Le tabac venant de la salle des masses passe dans un moulin appelé râpe, qui consiste en une cuvette et une noix munie de lames dont on règle l'écartement et la pression pour obtenir le grain de dimension voulue.

 

Après un remouillage, le tabac arrive dans des moulins qui sont ici séparés en deux batteries ayant chacune six moulins, un de gros et cinq de fin.

La production horaire pour une batterie est de deux cents kilos.

 

Le tabac sortant du moulin s'appelle le râpé sec.
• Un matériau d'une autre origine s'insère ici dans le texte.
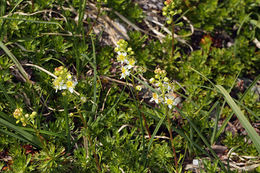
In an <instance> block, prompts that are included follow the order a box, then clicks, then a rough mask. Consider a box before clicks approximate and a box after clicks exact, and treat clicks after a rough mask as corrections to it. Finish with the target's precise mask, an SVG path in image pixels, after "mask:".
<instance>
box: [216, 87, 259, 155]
mask: <svg viewBox="0 0 260 173" xmlns="http://www.w3.org/2000/svg"><path fill="white" fill-rule="evenodd" d="M216 88H217V89H218V90H219V91H220V92H221V93H222V94H223V95H224V97H225V100H226V101H227V103H228V104H229V106H230V107H231V109H232V110H233V111H234V113H235V114H236V116H237V118H238V119H239V121H240V123H241V124H242V126H243V127H244V128H245V130H246V132H247V133H248V135H249V137H250V138H251V140H252V141H253V143H254V145H255V147H256V149H257V151H258V153H259V154H260V137H259V135H258V134H257V133H256V131H255V129H254V128H253V127H252V125H251V124H250V122H249V121H248V120H247V118H246V117H245V115H244V114H243V112H242V111H241V110H240V108H239V107H238V106H237V104H236V103H235V102H234V100H233V99H232V98H231V96H230V95H229V94H228V92H227V91H226V90H225V89H224V88H223V87H222V86H220V85H216Z"/></svg>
Il est emmagasiné dans des cases d'où il est prélevé une fois par mois pour entrer dans le cycle de la deuxième fermentation, après un remouillage au taux voulu. (Eau chaude à 60 degrés).

 

La seconde fermentation s'opère en cases de râpé parfait et comprend quatre stades différents de durées égales et consécutives, chaque stade durant de 65 à 70 jours.

 

Pendant le premier stade, on incorpore au râpé du râpé du second stade ; c'est, en somme, un levain venant apporter les ferments voulus et donner la température initiale.

 

Les 2°, 3° et 4° stades consistent en brassages et fermentations à différents degrés.

 

Ces opérations sont faites pour développer la teneur en ammoniaque et en acide acétique, afin d'obtenir le montant de l'arôme exigé par le consommateur.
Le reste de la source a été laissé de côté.